Why is this photograph appealing? To me it is the soft Vermeer side light. The eyes with their catch-light have a lovely appeal and are filled with what William Butler Yeats referred to as “the pilgrim soul in you.” But most of all there is the way that the lighting dramatically emphasizes the wildness of the subject’s hair. It is just wonderful.
And as for the story behind those eyes, of Nora’s “pilgrim soul”, Nora May French (1881-1907), the dates a very ominous. French was a bohemian poet in Carmel-by-the Sea circles. She was trapped in the ambiguity of the bohemian lifestyle for a young woman of her day, tormented by social pressure to accept a conventional marriage. On November 11, 1907 while staying with friends in Carmel Nora attempted suicide with a handgun. But as a result of her trembling hand, she missed her mark only shooting off a lock of her hair. But during the night of November 13-14 she killed herself by ingesting cyanide. As a tribute, her friends collaborated in having a memorial collection of French’s poems published in 1910. The rest, as Hamlet said was silence, for almost a hundred years. In 2009 her poems were republished as “The Outer Gate: The Collected Poems of Nora May French.” On the cover is Genthe’s portrait.
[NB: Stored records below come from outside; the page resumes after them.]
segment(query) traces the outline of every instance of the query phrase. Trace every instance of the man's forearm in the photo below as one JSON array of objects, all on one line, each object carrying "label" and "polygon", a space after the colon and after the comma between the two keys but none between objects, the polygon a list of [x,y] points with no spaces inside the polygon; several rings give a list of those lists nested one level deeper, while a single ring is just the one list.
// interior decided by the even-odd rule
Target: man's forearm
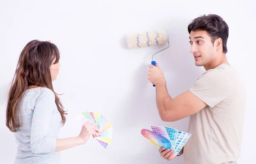
[{"label": "man's forearm", "polygon": [[156,102],[158,113],[162,120],[164,121],[168,119],[166,118],[167,116],[165,114],[166,111],[170,109],[167,108],[166,104],[172,99],[168,93],[165,80],[156,84]]}]

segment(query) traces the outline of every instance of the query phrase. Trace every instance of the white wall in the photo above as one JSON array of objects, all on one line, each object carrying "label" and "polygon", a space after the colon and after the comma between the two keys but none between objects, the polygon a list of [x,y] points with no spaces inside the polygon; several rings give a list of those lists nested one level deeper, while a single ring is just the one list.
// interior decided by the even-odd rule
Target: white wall
[{"label": "white wall", "polygon": [[81,127],[73,119],[81,111],[101,113],[113,127],[112,144],[107,150],[92,138],[85,145],[63,151],[63,164],[181,164],[182,156],[172,161],[163,160],[157,147],[140,132],[143,128],[150,129],[150,125],[186,130],[187,118],[175,122],[161,121],[155,88],[147,79],[151,54],[165,46],[128,50],[125,36],[167,30],[171,46],[155,59],[175,97],[189,89],[204,71],[194,65],[187,28],[191,20],[204,14],[220,15],[230,27],[228,59],[248,90],[242,154],[238,163],[253,163],[256,142],[250,138],[256,134],[253,125],[256,123],[253,103],[256,12],[253,0],[115,1],[1,0],[0,163],[13,163],[16,154],[14,134],[5,125],[5,107],[20,53],[31,40],[50,39],[61,54],[61,70],[54,87],[57,93],[64,93],[60,98],[69,114],[60,137],[79,134]]}]

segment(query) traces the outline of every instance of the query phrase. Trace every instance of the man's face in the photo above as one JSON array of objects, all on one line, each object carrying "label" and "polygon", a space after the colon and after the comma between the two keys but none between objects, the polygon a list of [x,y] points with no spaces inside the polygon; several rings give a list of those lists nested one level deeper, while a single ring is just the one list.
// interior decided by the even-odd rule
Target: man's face
[{"label": "man's face", "polygon": [[191,45],[190,52],[194,56],[196,65],[204,66],[214,60],[215,48],[206,31],[192,31],[189,39]]}]

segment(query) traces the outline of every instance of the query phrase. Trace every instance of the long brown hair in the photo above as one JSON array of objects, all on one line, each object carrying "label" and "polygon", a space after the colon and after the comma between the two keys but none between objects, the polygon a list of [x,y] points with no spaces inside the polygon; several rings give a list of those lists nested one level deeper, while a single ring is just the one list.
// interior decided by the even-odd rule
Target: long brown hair
[{"label": "long brown hair", "polygon": [[[27,44],[20,53],[16,71],[8,95],[6,113],[6,125],[11,131],[17,132],[20,126],[18,117],[20,109],[17,107],[26,90],[33,86],[47,88],[55,95],[55,103],[60,112],[62,124],[66,122],[67,114],[57,94],[54,91],[50,72],[50,66],[60,59],[57,46],[47,41],[33,40]],[[15,114],[17,113],[15,115]],[[17,120],[18,121],[17,121]]]}]

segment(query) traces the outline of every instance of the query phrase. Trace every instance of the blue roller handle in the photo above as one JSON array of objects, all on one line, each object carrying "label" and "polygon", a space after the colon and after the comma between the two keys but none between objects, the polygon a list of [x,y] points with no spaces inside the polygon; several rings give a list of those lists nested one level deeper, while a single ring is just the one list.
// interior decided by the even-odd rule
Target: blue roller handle
[{"label": "blue roller handle", "polygon": [[[151,62],[151,64],[156,66],[157,66],[157,62],[156,62],[155,61],[152,61]],[[153,84],[153,86],[155,87],[156,86],[154,84]]]}]

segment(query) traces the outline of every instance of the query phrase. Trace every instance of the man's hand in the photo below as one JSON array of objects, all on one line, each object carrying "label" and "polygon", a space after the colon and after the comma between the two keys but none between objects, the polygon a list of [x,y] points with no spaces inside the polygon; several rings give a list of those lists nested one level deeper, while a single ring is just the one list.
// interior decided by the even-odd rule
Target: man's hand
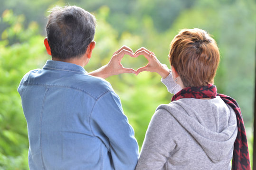
[{"label": "man's hand", "polygon": [[121,64],[121,60],[123,56],[129,55],[134,57],[133,50],[125,45],[114,52],[109,63],[100,68],[89,73],[91,76],[106,78],[110,76],[122,73],[136,73],[136,71],[133,68],[125,68]]},{"label": "man's hand", "polygon": [[137,50],[134,53],[134,57],[137,57],[143,55],[149,61],[148,64],[144,67],[138,68],[136,71],[137,75],[142,71],[150,71],[158,73],[163,78],[165,78],[169,75],[169,69],[165,64],[159,61],[153,52],[151,52],[144,47]]}]

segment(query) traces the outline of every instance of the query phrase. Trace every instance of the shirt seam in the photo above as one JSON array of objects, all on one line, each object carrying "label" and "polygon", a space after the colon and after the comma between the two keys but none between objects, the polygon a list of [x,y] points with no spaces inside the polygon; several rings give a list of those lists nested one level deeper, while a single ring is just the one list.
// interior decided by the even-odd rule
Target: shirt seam
[{"label": "shirt seam", "polygon": [[92,133],[92,134],[93,134],[93,135],[95,137],[96,136],[95,135],[95,134],[94,134],[94,133],[93,132],[93,129],[92,129],[92,125],[91,124],[91,117],[92,117],[92,113],[93,112],[93,110],[94,109],[94,108],[95,108],[95,105],[96,105],[96,103],[97,102],[98,102],[98,101],[99,101],[101,98],[102,98],[102,97],[104,97],[104,96],[105,95],[106,95],[106,94],[107,94],[107,93],[110,93],[112,92],[112,91],[111,90],[109,90],[105,93],[104,93],[103,94],[102,94],[100,97],[99,97],[95,101],[95,102],[94,103],[94,104],[93,105],[92,108],[92,110],[91,110],[91,112],[90,113],[90,116],[89,117],[89,125],[90,125],[90,128],[91,129],[91,132]]},{"label": "shirt seam", "polygon": [[[80,88],[75,87],[73,87],[73,86],[66,86],[66,85],[50,85],[50,85],[49,84],[43,85],[43,84],[37,84],[37,83],[27,84],[27,83],[24,83],[24,82],[20,83],[19,85],[28,85],[28,86],[29,86],[29,85],[38,85],[38,86],[43,86],[43,87],[45,87],[45,86],[61,87],[65,87],[65,88],[67,88],[75,89],[75,90],[76,90],[79,91],[80,92],[85,93],[86,94],[87,94],[89,95],[90,96],[91,96],[92,98],[93,98],[95,101],[97,100],[96,97],[95,97],[93,96],[92,94],[89,94],[87,92],[85,91],[85,90],[83,90],[83,89],[81,89]],[[107,92],[108,92],[109,91],[109,90],[107,91]],[[100,96],[99,97],[100,97]]]},{"label": "shirt seam", "polygon": [[75,73],[87,73],[87,72],[86,71],[84,71],[81,70],[81,71],[75,71],[75,70],[70,70],[65,69],[50,68],[48,68],[48,67],[44,67],[43,68],[43,69],[54,69],[54,70],[56,70],[69,71],[69,72],[75,72]]},{"label": "shirt seam", "polygon": [[42,117],[43,116],[43,111],[44,108],[44,104],[45,102],[45,99],[46,98],[46,94],[49,90],[48,87],[46,87],[46,91],[45,93],[45,95],[44,96],[44,99],[43,101],[43,103],[42,105],[42,109],[41,110],[41,115],[40,116],[40,122],[39,122],[39,129],[40,129],[40,149],[41,150],[41,157],[42,158],[42,163],[43,164],[43,168],[45,170],[45,164],[44,162],[44,158],[43,158],[43,149],[42,149]]}]

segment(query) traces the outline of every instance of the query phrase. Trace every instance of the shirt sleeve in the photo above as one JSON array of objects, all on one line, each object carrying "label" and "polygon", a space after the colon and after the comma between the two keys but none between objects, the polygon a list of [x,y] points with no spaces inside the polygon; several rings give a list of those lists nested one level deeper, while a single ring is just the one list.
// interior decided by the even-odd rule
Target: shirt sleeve
[{"label": "shirt sleeve", "polygon": [[108,148],[114,169],[134,170],[139,157],[138,143],[114,92],[107,92],[97,100],[90,122],[93,133]]},{"label": "shirt sleeve", "polygon": [[162,170],[176,144],[170,114],[158,110],[150,122],[136,170]]},{"label": "shirt sleeve", "polygon": [[176,84],[172,78],[172,75],[170,72],[166,78],[161,79],[161,82],[167,87],[168,92],[172,94],[175,94],[181,90],[181,87]]}]

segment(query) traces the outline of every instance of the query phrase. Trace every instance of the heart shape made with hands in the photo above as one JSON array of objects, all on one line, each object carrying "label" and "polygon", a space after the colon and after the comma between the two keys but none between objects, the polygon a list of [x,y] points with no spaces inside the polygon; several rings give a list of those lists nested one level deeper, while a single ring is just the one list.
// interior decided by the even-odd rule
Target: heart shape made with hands
[{"label": "heart shape made with hands", "polygon": [[[130,57],[126,57],[127,56]],[[125,54],[122,59],[121,63],[125,68],[131,68],[136,70],[140,68],[146,66],[149,62],[144,56],[140,57],[133,57],[133,56]]]},{"label": "heart shape made with hands", "polygon": [[[123,60],[123,63],[125,64],[125,67],[123,67],[123,64],[121,63],[121,61],[123,59],[123,56],[125,55],[130,55],[131,57],[132,57],[132,58],[124,58],[125,59]],[[143,55],[145,57],[137,58],[137,57],[140,55]],[[135,61],[134,60],[133,57],[136,58],[137,61]],[[133,53],[133,50],[131,48],[126,46],[123,46],[114,53],[113,58],[116,59],[113,60],[116,60],[116,59],[118,60],[118,62],[119,65],[118,67],[119,68],[118,69],[119,70],[120,70],[121,68],[121,71],[119,71],[119,73],[131,73],[133,72],[133,73],[135,74],[136,75],[139,73],[144,71],[149,71],[152,72],[152,71],[154,71],[154,69],[155,69],[155,67],[157,67],[157,65],[158,65],[159,64],[159,61],[155,57],[154,53],[143,47],[138,49],[135,52],[135,53]],[[133,58],[133,60],[132,59]],[[139,59],[139,61],[140,61],[140,62],[138,62],[138,59]],[[147,63],[146,61],[144,61],[146,60],[146,59],[148,60],[148,63],[146,65],[145,65],[144,66],[141,67],[141,63]],[[136,71],[134,69],[131,68],[134,67],[134,65],[136,65],[137,68],[139,67]]]}]

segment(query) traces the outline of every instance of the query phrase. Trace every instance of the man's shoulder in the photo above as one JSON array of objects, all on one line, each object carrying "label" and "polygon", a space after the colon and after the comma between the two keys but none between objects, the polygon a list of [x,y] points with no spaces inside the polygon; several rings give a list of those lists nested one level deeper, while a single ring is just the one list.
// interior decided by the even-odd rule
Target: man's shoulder
[{"label": "man's shoulder", "polygon": [[76,86],[87,93],[91,94],[96,99],[109,91],[114,91],[111,84],[103,78],[87,74],[77,75],[73,86]]}]

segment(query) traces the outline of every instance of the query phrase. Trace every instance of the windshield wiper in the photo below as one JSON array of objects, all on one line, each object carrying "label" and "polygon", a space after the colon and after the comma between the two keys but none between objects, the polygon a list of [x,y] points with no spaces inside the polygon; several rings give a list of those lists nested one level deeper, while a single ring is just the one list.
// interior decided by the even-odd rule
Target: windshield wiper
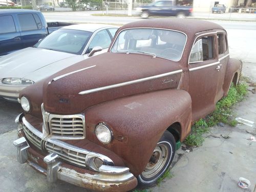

Irving Penn, “Peter and Dagmar Freuchen, 1947” – Favorite and Noteworthy Photographs 2014 #5
A reader and colleague recently introduced me to the magnificent portrait of arctic explorer Peter Freuchen (1886 – 1957) and his wife Dagmar Freuchen – Gale (1904 – 1991) taken in 1947 by portrait and fashion photographer Irving Penn (1917 – 2009) and really fell immediately in love with it. Luscious blacks and whites and fabulous contrast intentionally created between the towering and massive figure of Peter and the petite figure cut by his wife Dagmar. It is not without reference to the story of beauty and the beast. I know of few portraits that bear the same intense level of drama and capture both of its subjects ever so perfectly.
Freuchen was one of those larger-than-life figures who defined the twentieth century. Freuchen who was, by the way, six foot seven inches tall, was an arctic explorer, journalist, author, and anthropologist. He starred in an Oscar winning movie and was an Danish resistance fighter against the Nazi. Sentenced to death, he managed to escape to Sweden. He is also famous for winning the $64,000 question on the “$64,000 Question.
Legends about Freuchen abound. He amputated his own toes which had gone gangrenous from frostbite and cut his way out of a blizzard shelter with a knife fashioned from his own feces. How many people can claim that?
Dagmar Freuchen-Gale, was a teacher, artist, editor, expert on world cuisine. She was a well known fashion illustrator, working for working for magazines such as Vogue and Harper’s Bazaar.
For me this is a new but very deservedly favorite photograph.